Synchronization indicates recognition of an input pattern that is a similar (within time warp) version of the target pattern. (a) The 40 currents from area A that converge in response to the target template. Here, they almost converge near t = 0.6 sec in response to a pattern similar but not identical to the target. (b) Spike rasters of responses of 160 α or β neurons. Each dot represents an action potential, and each row corresponds to a single neuron. Shown below the gray line, 40 of the neurons belong to the selected set, driven by the currents shown in a, that corresponds to the target pattern. Note the neurons' synchronization. The other 120 neurons (above the gray line) are drawn randomly from the rest of the population of α and β neurons. (c) Intracellular potential of the γ neuron that receives input from the selected set of α and β neurons. The γ neuron spiking threshold has been set to infinity here to allow full observation of the synaptically driven membrane potential; γ neuron-firing threshold is normally −55 mV (horizontal dashed line). Synchronized input leads to strong oscillations and many threshold crossings. Random fluctuations in the oscillation amplitude can lead to occasional “missing” γ spikes (arrow). (d, e, and f) Same format as in a, b, and c in response to a nontarget pattern. (d) Input currents do not converge. (e) Neurons synchronize only weakly. (f) γ cell does not fire.

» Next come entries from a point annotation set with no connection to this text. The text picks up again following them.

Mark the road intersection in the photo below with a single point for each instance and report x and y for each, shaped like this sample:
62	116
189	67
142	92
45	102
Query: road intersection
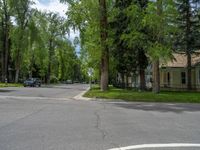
49	118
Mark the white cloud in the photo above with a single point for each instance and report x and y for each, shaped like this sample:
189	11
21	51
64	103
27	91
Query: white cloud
56	6
52	6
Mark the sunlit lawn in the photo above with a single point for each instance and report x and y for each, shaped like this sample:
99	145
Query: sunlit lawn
133	95
10	85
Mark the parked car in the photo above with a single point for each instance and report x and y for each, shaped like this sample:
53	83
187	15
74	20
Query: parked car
32	82
69	82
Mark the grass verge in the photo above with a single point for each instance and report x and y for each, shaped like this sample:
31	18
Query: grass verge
133	95
10	85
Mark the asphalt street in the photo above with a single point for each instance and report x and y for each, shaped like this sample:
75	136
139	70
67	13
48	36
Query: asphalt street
51	123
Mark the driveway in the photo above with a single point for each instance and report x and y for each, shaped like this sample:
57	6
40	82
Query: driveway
52	91
67	124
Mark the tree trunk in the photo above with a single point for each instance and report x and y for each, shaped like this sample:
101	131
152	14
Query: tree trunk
49	65
142	80
17	67
156	77
17	74
104	53
6	50
188	52
189	72
156	69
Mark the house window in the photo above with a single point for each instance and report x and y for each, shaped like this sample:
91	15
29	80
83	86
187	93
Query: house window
183	77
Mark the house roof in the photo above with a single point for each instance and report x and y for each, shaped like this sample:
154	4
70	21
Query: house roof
180	60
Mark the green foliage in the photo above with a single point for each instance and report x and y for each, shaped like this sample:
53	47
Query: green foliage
115	94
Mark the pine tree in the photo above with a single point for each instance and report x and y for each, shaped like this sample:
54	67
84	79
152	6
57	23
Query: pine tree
188	39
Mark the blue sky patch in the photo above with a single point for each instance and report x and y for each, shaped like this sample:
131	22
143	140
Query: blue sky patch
44	1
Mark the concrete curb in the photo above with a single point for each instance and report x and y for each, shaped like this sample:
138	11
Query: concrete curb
80	96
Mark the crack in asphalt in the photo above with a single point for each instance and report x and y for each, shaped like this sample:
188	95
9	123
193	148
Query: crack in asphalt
98	126
25	117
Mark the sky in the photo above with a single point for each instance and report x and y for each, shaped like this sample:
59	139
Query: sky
51	5
57	7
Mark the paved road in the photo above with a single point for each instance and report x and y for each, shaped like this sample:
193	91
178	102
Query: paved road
52	124
53	91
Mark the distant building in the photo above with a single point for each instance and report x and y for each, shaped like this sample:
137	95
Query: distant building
174	73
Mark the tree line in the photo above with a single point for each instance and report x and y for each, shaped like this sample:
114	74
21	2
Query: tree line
35	44
124	36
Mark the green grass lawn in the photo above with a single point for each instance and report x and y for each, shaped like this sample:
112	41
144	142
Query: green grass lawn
133	95
10	85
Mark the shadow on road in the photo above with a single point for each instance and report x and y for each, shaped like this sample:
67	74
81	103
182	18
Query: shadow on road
5	91
176	108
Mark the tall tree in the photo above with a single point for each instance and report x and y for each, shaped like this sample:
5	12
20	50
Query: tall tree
5	11
22	13
188	39
161	30
104	45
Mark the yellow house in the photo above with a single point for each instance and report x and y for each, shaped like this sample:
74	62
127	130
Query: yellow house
174	73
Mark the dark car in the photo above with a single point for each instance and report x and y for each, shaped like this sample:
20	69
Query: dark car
32	82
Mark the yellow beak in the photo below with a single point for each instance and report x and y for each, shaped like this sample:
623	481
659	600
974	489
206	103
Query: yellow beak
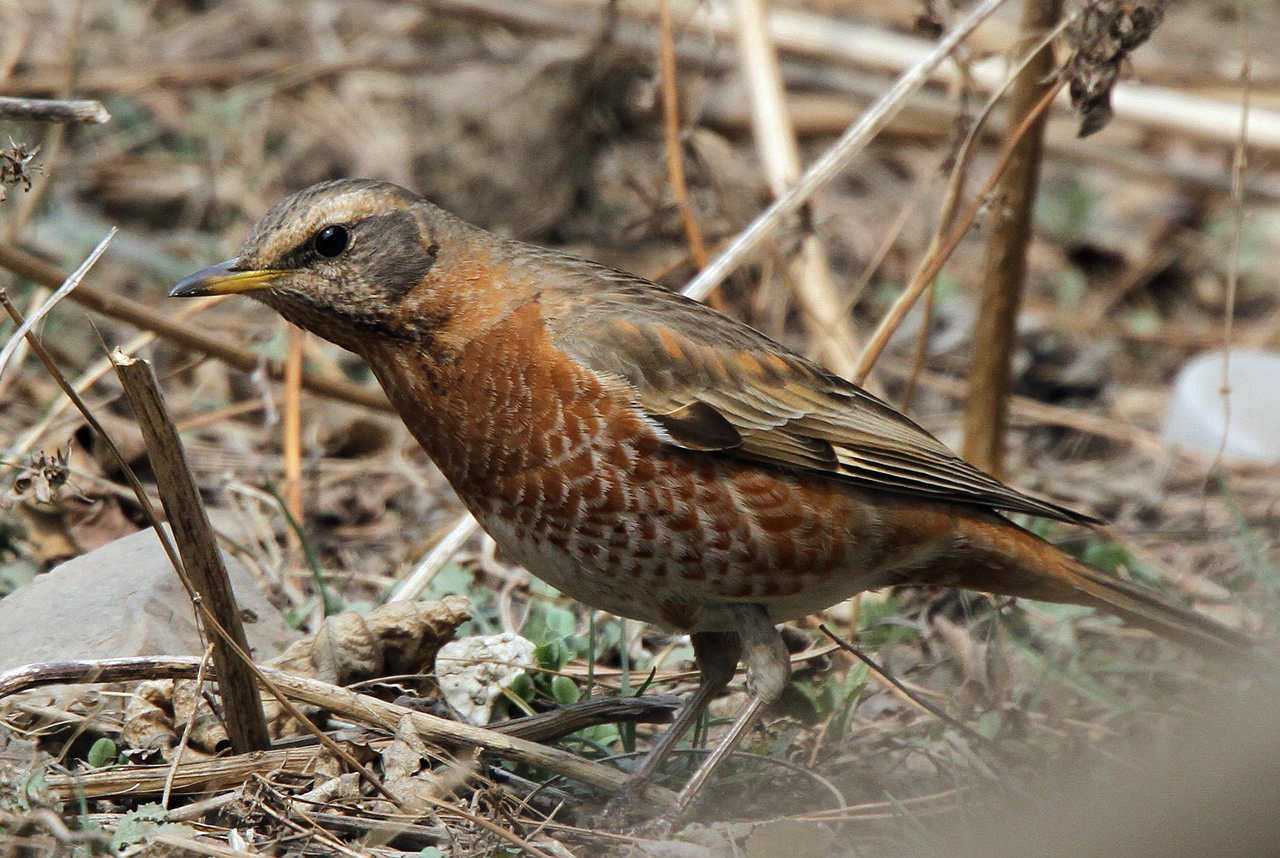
224	278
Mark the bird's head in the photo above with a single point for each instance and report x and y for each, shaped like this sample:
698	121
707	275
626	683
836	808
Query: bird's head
337	259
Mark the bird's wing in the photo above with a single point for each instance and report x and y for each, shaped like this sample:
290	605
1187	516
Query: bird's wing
716	384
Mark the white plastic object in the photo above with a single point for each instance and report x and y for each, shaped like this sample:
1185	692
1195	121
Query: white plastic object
1196	412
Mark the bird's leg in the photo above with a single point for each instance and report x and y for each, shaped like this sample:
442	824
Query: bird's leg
768	667
717	655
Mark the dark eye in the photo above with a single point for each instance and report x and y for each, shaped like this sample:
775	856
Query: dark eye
332	241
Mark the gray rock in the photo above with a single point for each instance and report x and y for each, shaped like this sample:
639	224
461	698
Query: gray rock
123	599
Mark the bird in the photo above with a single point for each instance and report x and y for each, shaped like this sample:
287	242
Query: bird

Very strong oscillatory drive can generate close doublets of action potentials on each cycle, with separations little more than the absolute refractory period. We have seen such doublets in all cell types.

Possible Enhancements.

Two enhancements to the system, one having to do with multiple events and one with the role of negative evidence, improve the performance of the system on speech and probably in other pattern recognition problems. For simplicity, we refrained from implementing these enhancements in paper 1. In the system described, once a cell in area A was launched on its stereotyped response, it continued that response until the end of its decay. A second event of the same type occurring within the response time of this cell was simply ignored. The system functions better when the information carried by second or further events is not lost, even if the events occur within the response time. This goal can be achieved by having a pool of cells of each type in area A, with each having a small probability (for example, 0.3) of being activated when its appropriate feature arises. In this case, two different sets of neurons (statistically) will be turned on at two different times by two features of the same type, even though they occur close together in time. When two features of the same type occur within a given word, both features can then contribute to the recognition.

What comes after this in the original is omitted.